The Girl Scouts’ rebrand cements its place as a “hopeful cultural force”

Collins has crafted a rainbow-tinted new visual identity for the 110-year-old organisation, designing branding that “looks girls in the eye”

The Girl Scouts of the USA counts 1.7 million girls as members, spread across 112 independent councils – each of which, up until now, had been designing its own communications.

Collins has been working with the organisation since 2019 to create a new identity that brings its constituent parts together. According to the studio, the goal was to affirm the Girl Scouts’ place as “an unignorable and hopeful cultural force” in the lives of young women.

Collins’ rebrand embraces a neon, rainbow palette, as well as an updated version of the Girl Scouts’ trefoil – which has been in use since the organisation’s founding in 1912. Usually displayed in green, the symbol has been freed up to appear in a huge range of colours.

“It has seen many iterations, ranging from the American Eagle to girls’ silhouettes,” says Collins, adding that its recent simplification “embodies its most potent, iconic essence”.

While that sounds rather earnest, the rest of the branding is exuberant and joyous. Collins looked back at the organisation’s history of patches and badges – which Girl Scouts earn for learning new skills – to design a set of new geometric forms, which are “building blocks for design and interactivity”.

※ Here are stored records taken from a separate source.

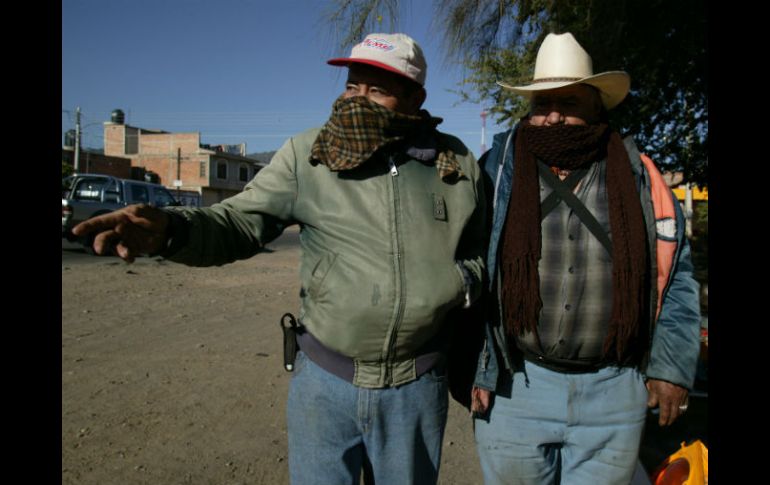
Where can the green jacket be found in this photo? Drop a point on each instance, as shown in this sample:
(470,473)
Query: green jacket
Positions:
(384,257)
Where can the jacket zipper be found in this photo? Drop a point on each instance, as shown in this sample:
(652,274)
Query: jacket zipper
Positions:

Comprising a huge range of shapes including shields, half barrels, flower, hearts, octagons and pennants, these motifs are used to create a common language for the Girl Scouts’ branding. A new custom typeface, designed by Positype and entitled Girl Scouts Serif, also creates consistency across comms.

Finally, to bring the brand up to date for a younger generation, Collins has overhauled its apparel and merchandise, blending vintage styles with contemporary design.